Retrospektive:
5 Tage nach dem ersten Kuss...

Rasch wandte sie sich um.
Drei schwarz vermummte Gestalten waren ihr dicht auf den Fersen.
Eine, schlank und wendig, hielt noch immer das Messer von vorhin in der Hand, während die zweite, groß und ziemlich grobschlächtig, wild mit dem Baseballschläger um sich schlug.
Wo war sie da nur wieder hineingeraten?

Das Abtauchen in New Yorks dunkle Gassen hatte etwas Aufregendes und Spannendes, aber sobald ihr Typen, wie diese, sie dort wieder hinausjagten oder vielmehr auf ihren Hals aus waren, wusste sie, dass sie irgendetwas falsch gemacht hatte. Was nur, das wusste sie wie sooft nicht. Wahrscheinlich hatte sie nur einen Bandenboss doof angeblickt oder jemand hat sich einfach an ihrer Visage oder ihrem Geruch gestört.

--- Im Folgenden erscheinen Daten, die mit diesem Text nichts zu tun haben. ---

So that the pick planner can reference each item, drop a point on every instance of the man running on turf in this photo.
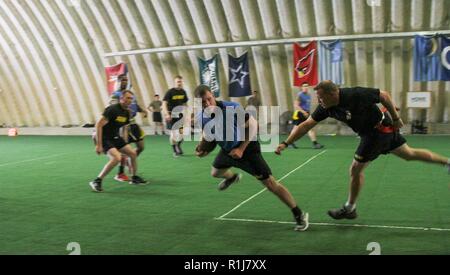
(111, 143)
(302, 111)
(245, 155)
(379, 133)
(135, 133)
(175, 97)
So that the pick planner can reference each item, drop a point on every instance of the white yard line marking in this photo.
(29, 160)
(285, 176)
(343, 225)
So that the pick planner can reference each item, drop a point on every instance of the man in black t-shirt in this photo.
(110, 142)
(379, 133)
(173, 101)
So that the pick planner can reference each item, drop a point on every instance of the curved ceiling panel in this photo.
(52, 72)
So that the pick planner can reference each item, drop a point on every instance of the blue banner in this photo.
(209, 74)
(239, 76)
(331, 62)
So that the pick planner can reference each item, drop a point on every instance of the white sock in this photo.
(349, 207)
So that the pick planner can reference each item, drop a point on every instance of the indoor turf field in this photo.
(46, 203)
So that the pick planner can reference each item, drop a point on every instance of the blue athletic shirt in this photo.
(225, 145)
(305, 101)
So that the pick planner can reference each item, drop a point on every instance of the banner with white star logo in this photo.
(239, 77)
(209, 74)
(112, 77)
(431, 58)
(331, 65)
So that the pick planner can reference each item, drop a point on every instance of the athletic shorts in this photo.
(115, 142)
(175, 120)
(251, 162)
(135, 133)
(298, 118)
(375, 143)
(157, 117)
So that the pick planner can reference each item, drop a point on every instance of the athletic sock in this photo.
(349, 207)
(297, 214)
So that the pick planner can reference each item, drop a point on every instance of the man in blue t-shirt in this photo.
(302, 110)
(235, 134)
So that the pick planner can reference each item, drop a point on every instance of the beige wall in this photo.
(52, 71)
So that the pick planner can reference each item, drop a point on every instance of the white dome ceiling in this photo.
(53, 51)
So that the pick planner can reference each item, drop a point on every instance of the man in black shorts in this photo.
(379, 133)
(302, 110)
(111, 143)
(155, 108)
(135, 133)
(241, 152)
(174, 98)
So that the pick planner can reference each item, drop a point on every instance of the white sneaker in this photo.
(304, 224)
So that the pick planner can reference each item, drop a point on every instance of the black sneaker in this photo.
(227, 182)
(180, 151)
(318, 146)
(96, 185)
(303, 224)
(342, 213)
(136, 180)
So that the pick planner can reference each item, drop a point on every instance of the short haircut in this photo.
(201, 91)
(127, 92)
(326, 86)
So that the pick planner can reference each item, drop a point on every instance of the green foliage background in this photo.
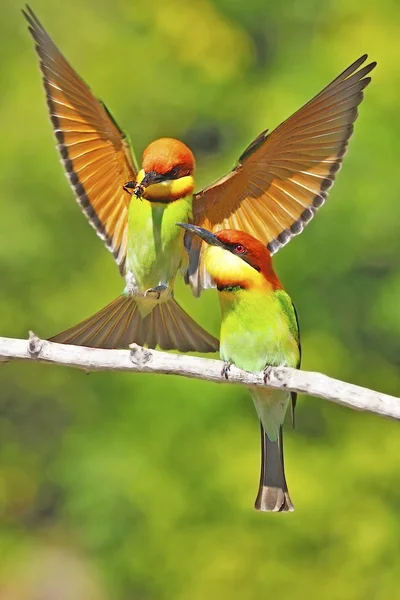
(135, 487)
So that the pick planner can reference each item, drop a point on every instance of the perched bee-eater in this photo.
(259, 328)
(280, 181)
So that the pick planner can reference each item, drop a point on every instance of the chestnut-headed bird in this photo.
(259, 328)
(280, 181)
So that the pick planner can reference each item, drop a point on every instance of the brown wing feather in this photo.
(282, 179)
(94, 151)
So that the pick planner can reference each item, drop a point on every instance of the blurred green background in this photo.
(118, 486)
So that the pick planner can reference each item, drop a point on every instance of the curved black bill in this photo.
(204, 234)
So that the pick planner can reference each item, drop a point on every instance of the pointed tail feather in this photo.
(273, 493)
(120, 324)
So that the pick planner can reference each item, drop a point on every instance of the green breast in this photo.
(155, 244)
(258, 329)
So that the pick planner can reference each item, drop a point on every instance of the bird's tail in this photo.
(273, 493)
(121, 323)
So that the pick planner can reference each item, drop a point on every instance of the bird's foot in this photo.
(225, 369)
(156, 291)
(267, 373)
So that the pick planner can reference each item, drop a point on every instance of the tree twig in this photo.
(142, 360)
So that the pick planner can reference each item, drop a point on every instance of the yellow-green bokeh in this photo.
(135, 487)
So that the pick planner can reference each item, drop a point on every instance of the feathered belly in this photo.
(155, 246)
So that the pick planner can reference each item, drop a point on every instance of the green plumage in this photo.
(155, 244)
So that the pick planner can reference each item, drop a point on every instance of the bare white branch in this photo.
(141, 360)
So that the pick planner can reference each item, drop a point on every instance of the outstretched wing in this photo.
(282, 178)
(94, 151)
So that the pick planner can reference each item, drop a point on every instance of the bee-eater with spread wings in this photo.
(276, 187)
(259, 328)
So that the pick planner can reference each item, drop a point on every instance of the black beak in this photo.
(138, 188)
(204, 234)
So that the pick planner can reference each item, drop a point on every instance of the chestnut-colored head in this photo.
(167, 171)
(237, 259)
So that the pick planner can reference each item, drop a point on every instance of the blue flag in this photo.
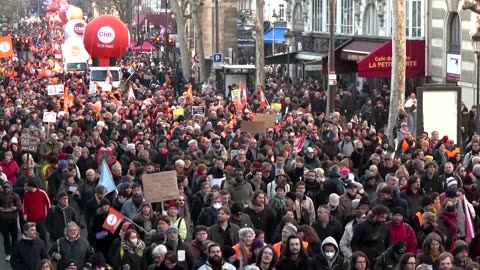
(106, 178)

Als Journalistin und vor allem Autorin wagte sie sich gerne in solch schmutzige Gebiete, um neue Sachen, Trends, Verbrechen oder illegale Geschäfte kennenzulernen. Manche hatten ja gar keine Ahnung wie es in diesen Gassen tatsächlich zu ging. Niemand hätte sie je allein hineingelassen, wenn sie jemanden davon erzählt hätte. Deshalb war es ihr kleines persönliches Geheimnis, das niemand jemals erfahren durfte.

Ihre Füße flogen über den Boden, ihr Herz das drohte jeden Moment aus ihrer Brust zu springen und ihr Atem war ein einziges Hetzen ihrer Lungen, während ihr salziger Schweiß die ersten losen Strähnen ins Gesicht klebte.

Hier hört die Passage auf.